With the first Monday in October (does anyone remember the delightfully old-fashioned movie in praise of a far more civil era?), the US Supreme Court begins a new term. There are just eight justices instead of the usual nine, with the confirmation of Brett Kavanaugh still in doubt. For now the court will remain ideologically deadlocked as it begins hearing cases.
As to the Kavanaugh story, we simply cannot keep up with the depressing news, bulletins and conjecture, so will wait to see what the FBI has to say and whether the nomination will go through (we deeply fear that it will).

Meanwhile, the biggest – at least, the longest, most exhaustive – story is the  massive investigation of President Trump’s finances by the New York Times. Aside from the revelations of corruption, what is most interesting and, no doubt, most offensive to Mr. Trump, is the debunking of the myth of the brilliant, self-made mogul. Reaction from all sides has been swift, however, it is unlikely that the base will be moved – the length and depth of the report would confound all but the most dedicated reader!

It is once again Nobel season and the first announcements have been made:
American James Allison and Japanese Tasuku Honjo won the 2018 Nobel Prize for Physiology or Medicine on Monday for game-changing discoveries about how to harness and manipulate the immune system to fight cancer, and Canadian Donna Strickland, an associate professor at the University of Waterloo, is one of the trio honored with the Nobel Prize in Physics for their pioneering work to turn lasers into powerful tools.

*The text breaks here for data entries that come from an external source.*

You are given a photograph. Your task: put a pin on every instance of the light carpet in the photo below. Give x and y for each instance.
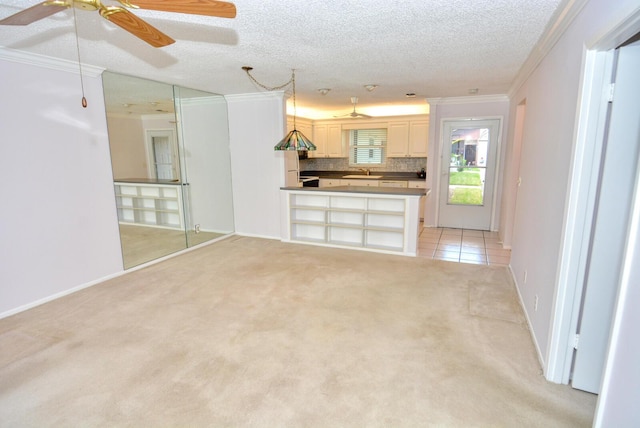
(249, 332)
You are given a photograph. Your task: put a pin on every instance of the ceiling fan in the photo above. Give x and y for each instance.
(354, 114)
(123, 17)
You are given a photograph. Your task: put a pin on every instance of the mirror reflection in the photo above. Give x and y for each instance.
(171, 166)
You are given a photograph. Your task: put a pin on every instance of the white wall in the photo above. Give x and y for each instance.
(461, 108)
(128, 154)
(58, 225)
(551, 93)
(256, 123)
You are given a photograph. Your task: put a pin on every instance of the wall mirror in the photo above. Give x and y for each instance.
(171, 166)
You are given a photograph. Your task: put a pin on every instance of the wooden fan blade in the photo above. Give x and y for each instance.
(217, 8)
(136, 26)
(33, 14)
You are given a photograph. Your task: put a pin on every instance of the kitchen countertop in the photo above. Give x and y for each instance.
(405, 176)
(146, 181)
(404, 191)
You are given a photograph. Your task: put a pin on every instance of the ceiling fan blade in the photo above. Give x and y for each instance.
(136, 26)
(33, 14)
(217, 8)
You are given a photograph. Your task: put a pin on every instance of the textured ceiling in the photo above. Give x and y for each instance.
(435, 48)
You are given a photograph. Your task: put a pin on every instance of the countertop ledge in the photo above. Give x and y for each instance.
(402, 176)
(362, 189)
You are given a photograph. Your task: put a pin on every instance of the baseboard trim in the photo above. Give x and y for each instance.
(529, 326)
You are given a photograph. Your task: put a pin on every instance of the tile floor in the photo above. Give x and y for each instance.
(462, 245)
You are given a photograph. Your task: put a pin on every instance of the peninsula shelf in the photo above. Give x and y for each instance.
(373, 219)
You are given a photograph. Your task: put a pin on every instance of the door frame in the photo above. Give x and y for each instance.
(498, 166)
(162, 132)
(589, 137)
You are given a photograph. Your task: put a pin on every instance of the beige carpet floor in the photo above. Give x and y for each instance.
(249, 332)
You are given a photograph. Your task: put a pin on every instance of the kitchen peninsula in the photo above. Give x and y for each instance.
(382, 219)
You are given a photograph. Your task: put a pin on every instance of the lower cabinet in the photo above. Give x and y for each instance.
(367, 221)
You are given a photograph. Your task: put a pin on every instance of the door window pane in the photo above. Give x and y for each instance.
(467, 167)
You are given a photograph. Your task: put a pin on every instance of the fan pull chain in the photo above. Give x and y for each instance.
(75, 24)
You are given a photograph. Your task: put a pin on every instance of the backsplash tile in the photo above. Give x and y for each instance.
(342, 164)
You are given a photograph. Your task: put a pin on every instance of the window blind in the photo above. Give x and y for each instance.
(367, 146)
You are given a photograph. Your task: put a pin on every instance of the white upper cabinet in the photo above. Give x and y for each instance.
(407, 136)
(407, 139)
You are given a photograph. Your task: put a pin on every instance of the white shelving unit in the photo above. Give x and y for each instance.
(375, 222)
(154, 205)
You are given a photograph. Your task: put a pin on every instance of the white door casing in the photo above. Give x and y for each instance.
(611, 220)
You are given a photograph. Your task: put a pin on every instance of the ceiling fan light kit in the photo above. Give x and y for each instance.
(125, 19)
(354, 114)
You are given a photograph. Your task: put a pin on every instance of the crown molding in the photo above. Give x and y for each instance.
(49, 62)
(564, 16)
(469, 100)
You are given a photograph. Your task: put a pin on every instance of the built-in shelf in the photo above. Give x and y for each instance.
(374, 222)
(155, 205)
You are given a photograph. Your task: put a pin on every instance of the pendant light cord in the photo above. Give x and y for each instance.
(291, 81)
(75, 25)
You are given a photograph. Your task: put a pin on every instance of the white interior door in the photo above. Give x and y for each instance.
(163, 155)
(467, 173)
(611, 220)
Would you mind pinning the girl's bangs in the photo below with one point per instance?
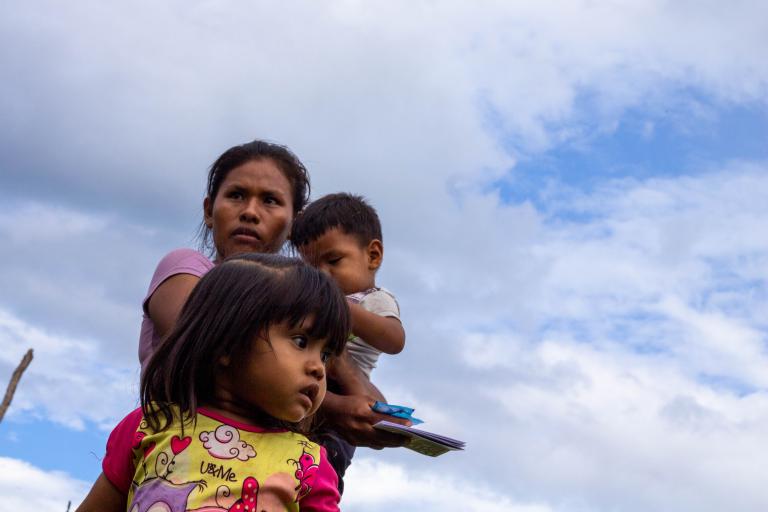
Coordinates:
(309, 293)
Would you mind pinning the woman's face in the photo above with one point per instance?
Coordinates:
(252, 210)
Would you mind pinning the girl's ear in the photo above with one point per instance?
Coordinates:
(375, 251)
(208, 212)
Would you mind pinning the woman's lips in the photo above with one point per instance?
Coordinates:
(245, 235)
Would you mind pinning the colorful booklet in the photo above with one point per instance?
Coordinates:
(427, 443)
(422, 441)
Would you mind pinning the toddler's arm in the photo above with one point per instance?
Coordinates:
(104, 497)
(385, 333)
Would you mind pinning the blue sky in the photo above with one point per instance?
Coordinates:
(573, 200)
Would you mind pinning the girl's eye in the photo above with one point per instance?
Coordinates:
(300, 341)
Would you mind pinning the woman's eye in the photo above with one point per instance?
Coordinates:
(300, 341)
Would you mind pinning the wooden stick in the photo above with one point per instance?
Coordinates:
(15, 378)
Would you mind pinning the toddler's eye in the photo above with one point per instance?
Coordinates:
(300, 341)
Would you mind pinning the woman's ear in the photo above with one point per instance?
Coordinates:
(208, 212)
(375, 251)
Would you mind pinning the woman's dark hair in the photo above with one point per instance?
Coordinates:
(288, 163)
(230, 306)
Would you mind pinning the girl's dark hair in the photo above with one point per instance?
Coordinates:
(288, 163)
(230, 306)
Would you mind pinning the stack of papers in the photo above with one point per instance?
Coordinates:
(421, 441)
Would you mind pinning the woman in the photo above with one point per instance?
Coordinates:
(254, 192)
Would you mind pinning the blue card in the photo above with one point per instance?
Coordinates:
(398, 411)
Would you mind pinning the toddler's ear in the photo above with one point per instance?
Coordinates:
(375, 251)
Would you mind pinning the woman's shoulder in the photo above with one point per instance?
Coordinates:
(184, 257)
(180, 261)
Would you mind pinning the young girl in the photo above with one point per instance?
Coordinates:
(225, 395)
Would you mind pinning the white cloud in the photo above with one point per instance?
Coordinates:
(373, 485)
(615, 351)
(69, 381)
(26, 487)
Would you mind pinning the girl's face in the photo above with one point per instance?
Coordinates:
(252, 210)
(284, 378)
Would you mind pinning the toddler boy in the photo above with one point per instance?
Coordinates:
(341, 234)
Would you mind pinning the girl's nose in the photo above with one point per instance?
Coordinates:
(315, 367)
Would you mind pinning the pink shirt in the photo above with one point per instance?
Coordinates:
(219, 465)
(180, 261)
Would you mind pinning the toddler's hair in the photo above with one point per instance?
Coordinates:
(350, 213)
(230, 306)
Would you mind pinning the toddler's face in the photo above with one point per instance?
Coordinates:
(285, 377)
(352, 265)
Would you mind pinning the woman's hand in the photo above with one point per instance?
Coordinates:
(352, 418)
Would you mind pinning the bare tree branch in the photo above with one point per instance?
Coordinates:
(15, 378)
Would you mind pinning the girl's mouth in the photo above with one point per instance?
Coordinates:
(246, 234)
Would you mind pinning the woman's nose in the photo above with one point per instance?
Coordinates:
(251, 211)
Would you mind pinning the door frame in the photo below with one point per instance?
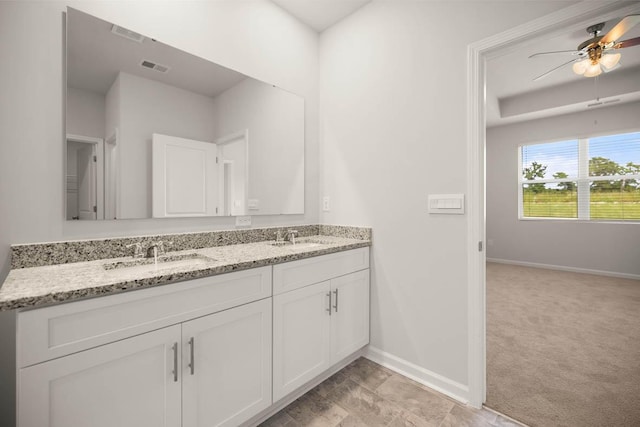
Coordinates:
(97, 170)
(221, 142)
(571, 18)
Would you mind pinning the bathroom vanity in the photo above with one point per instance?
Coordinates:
(218, 349)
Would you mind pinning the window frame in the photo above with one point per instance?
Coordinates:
(583, 181)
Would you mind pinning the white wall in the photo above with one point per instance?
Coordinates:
(276, 154)
(596, 246)
(254, 37)
(393, 130)
(85, 113)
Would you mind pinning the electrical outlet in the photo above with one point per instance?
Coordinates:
(326, 204)
(243, 221)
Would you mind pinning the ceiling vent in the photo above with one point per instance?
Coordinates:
(598, 103)
(153, 66)
(127, 34)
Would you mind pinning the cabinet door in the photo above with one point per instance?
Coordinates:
(129, 383)
(350, 318)
(301, 328)
(227, 366)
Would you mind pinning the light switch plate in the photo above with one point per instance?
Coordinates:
(446, 204)
(326, 204)
(243, 221)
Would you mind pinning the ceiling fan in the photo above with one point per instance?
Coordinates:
(597, 54)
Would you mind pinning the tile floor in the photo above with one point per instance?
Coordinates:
(365, 394)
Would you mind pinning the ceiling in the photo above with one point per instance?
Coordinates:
(320, 14)
(95, 56)
(513, 96)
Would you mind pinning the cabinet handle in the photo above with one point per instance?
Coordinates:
(175, 362)
(192, 345)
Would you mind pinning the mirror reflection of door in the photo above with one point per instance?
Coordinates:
(234, 171)
(84, 171)
(185, 177)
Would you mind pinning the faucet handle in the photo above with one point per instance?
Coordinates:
(160, 245)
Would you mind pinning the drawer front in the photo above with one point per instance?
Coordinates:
(296, 274)
(51, 332)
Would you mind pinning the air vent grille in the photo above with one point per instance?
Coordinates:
(127, 34)
(153, 66)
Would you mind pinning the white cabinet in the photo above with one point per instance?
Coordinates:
(129, 383)
(215, 351)
(227, 357)
(301, 337)
(208, 370)
(350, 317)
(316, 326)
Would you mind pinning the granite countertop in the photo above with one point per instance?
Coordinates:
(52, 284)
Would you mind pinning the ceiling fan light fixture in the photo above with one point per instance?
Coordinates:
(593, 70)
(610, 60)
(581, 67)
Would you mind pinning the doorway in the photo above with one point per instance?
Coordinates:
(572, 17)
(84, 178)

The Atlantic story about Professor Strickland’s Wikipedia page is a reminder of how many gifted people (especially scientists?) toil in obscurity – or perhaps it has more to do with the arrogance of Wikipedia’s editors?

The construction of the Wikipedia page feels like a metaphor for a historic award process that has long been criticized for neglecting women in its selection, and for the shortage of women’s stories in the sciences at large. To scroll through the “history” tab of Strickland’s page, where all edits are recorded and tracked, is to witness in real time the recognition of a scientist whose story likely deserved attention long before the Nobel Prize Committee called.

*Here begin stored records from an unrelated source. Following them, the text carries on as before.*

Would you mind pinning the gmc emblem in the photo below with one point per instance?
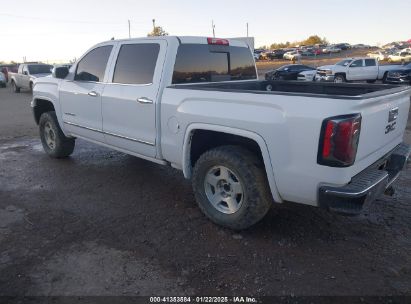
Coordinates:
(392, 117)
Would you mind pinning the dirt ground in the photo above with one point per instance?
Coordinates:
(104, 223)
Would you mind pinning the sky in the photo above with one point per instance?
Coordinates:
(58, 31)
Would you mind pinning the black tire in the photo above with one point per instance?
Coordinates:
(54, 142)
(339, 78)
(245, 166)
(15, 88)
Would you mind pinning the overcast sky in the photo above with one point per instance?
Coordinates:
(61, 30)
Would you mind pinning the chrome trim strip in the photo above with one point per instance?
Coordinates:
(76, 125)
(112, 134)
(129, 138)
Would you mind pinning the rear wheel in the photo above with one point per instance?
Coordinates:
(54, 142)
(384, 78)
(231, 188)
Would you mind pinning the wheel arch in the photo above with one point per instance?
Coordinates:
(191, 130)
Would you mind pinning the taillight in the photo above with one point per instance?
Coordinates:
(218, 41)
(339, 140)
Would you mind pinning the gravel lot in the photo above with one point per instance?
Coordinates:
(104, 223)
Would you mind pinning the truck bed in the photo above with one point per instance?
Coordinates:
(299, 88)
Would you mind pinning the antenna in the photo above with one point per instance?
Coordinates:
(213, 27)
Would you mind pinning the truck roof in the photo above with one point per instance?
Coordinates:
(181, 39)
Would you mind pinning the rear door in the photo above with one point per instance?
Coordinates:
(130, 96)
(356, 70)
(24, 77)
(81, 97)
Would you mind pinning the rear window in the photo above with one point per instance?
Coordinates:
(370, 62)
(212, 63)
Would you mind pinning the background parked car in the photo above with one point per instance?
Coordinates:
(8, 68)
(276, 54)
(288, 72)
(343, 46)
(308, 75)
(3, 81)
(378, 55)
(401, 56)
(331, 49)
(400, 76)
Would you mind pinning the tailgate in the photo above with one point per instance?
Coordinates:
(384, 120)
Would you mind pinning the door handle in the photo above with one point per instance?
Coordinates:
(144, 100)
(93, 94)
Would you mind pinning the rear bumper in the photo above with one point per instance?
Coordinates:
(398, 80)
(324, 77)
(366, 186)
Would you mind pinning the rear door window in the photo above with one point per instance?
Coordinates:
(93, 65)
(357, 64)
(211, 63)
(370, 62)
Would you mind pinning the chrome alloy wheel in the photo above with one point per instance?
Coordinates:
(49, 135)
(223, 189)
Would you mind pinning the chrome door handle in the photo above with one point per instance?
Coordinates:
(144, 100)
(93, 94)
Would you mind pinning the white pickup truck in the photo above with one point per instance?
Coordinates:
(27, 73)
(354, 69)
(196, 104)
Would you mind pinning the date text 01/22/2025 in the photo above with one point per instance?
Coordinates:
(238, 299)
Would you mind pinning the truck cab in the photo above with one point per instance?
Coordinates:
(196, 104)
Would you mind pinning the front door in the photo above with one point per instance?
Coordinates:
(129, 97)
(81, 97)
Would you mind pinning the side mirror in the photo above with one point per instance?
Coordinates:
(60, 72)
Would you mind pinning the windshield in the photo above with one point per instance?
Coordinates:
(40, 69)
(344, 62)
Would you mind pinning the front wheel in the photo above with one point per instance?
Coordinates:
(339, 79)
(231, 188)
(15, 88)
(54, 142)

The Nobel prize in Literature will not be handed out this year in the wake of a scandal that has left the body inquorate (a delightful new word for us). Read all about it in The Guardian’s fascinating, bordering on salacious, long read: The ugly scandal that cancelled the Nobel prize. We will console ourselves by going to see The Wife in which Glen Close is “superb as a long-suffering literary spouse whose marriage reaches crisis point when her husband wins a Nobel prize.” Coincidence that the film is directed by Swedish director Björn Runge?

A new must-read is P.W. Singer’s LikeWar The Weaponization of Social Media. Richard Stiennon’s review in Forbes should convince you with this statement: “Reading LikeWar will help you to avoid being part of this Internet of Idiots (IoI). As much as nobody wants to admit that they get sucked in by confirmation bias, we all fall prey to it. The constant barrage of messages we get through FaceBook, Twitter, our favorite sub reddits, YouTube, and Instagram, subtly impact our world view. Only constant questioning and filtering will protect us from being part of the problem.”

As assiduous fact checkers, we try to verify the origins of any links we pass along, however, we were almost caught today by the headline Snopes Gives Up. Fortunately we checked the source, satirical site The Out and Abouter, before sinking into despair. We wonder how many were fooled? The fact is that the headline was credible at first glance because, as many are not aware, Snopes is feuding with one of the internet’s most notorious hoaxers.